Low latency speech human-machine communication is becoming increasingly necessary as speech technology advances quickly in the last decade. One of the primary factors behind the advancement of speech technology is self-supervised learning. Most self-supervised learning algorithms are designed with full utterance assumption and compromises have to made if partial utterances are presented, which are common in the streaming applications. In this work, we propose a chunk based self-supervised learning (Chunk SSL) algorithm as an unified solution for both streaming and offline speech pre-training.
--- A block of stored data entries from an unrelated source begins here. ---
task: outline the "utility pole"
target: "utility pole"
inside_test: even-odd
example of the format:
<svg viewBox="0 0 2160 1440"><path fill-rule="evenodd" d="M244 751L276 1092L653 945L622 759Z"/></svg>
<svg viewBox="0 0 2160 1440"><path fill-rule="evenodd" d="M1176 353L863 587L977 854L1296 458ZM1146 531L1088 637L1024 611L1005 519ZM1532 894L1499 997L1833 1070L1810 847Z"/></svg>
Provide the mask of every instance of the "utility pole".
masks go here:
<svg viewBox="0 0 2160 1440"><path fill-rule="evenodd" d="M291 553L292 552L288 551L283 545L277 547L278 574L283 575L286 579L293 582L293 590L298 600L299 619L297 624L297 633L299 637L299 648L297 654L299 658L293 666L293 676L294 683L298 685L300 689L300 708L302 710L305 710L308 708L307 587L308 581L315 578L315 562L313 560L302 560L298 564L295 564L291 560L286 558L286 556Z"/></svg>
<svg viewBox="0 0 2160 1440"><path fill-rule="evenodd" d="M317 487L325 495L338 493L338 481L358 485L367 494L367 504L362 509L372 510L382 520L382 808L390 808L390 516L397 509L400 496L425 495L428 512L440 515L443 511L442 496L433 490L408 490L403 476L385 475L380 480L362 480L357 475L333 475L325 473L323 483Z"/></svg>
Chunk SSL is optimized with the masked prediction loss and an acoustic encoder is encouraged to restore indices of those masked speech frames with help from unmasked frames in the same chunk and preceding chunks. A copy and append data augmentation approach is proposed to conduct efficient chunk based pre-training. Chunk SSL utilizes a finite scalar quantization (FSQ) module to discretize input speech features and our study shows a high resolution FSQ codebook, i.e., a codebook with vocabulary size up to a few millions, is beneficial to transfer knowledge from the pre-training task to the downstream tasks. A group masked prediction loss is employed during pre-training to alleviate the high memory and computation cost introduced by the large codebook. The proposed approach is examined in two speech to text tasks, i.e., speech recognition and speech translation. Experimental results on the \textsc{Librispeech} and \textsc{Must-C} datasets show that the proposed method could achieve very competitive results for speech to text tasks at both streaming and offline modes.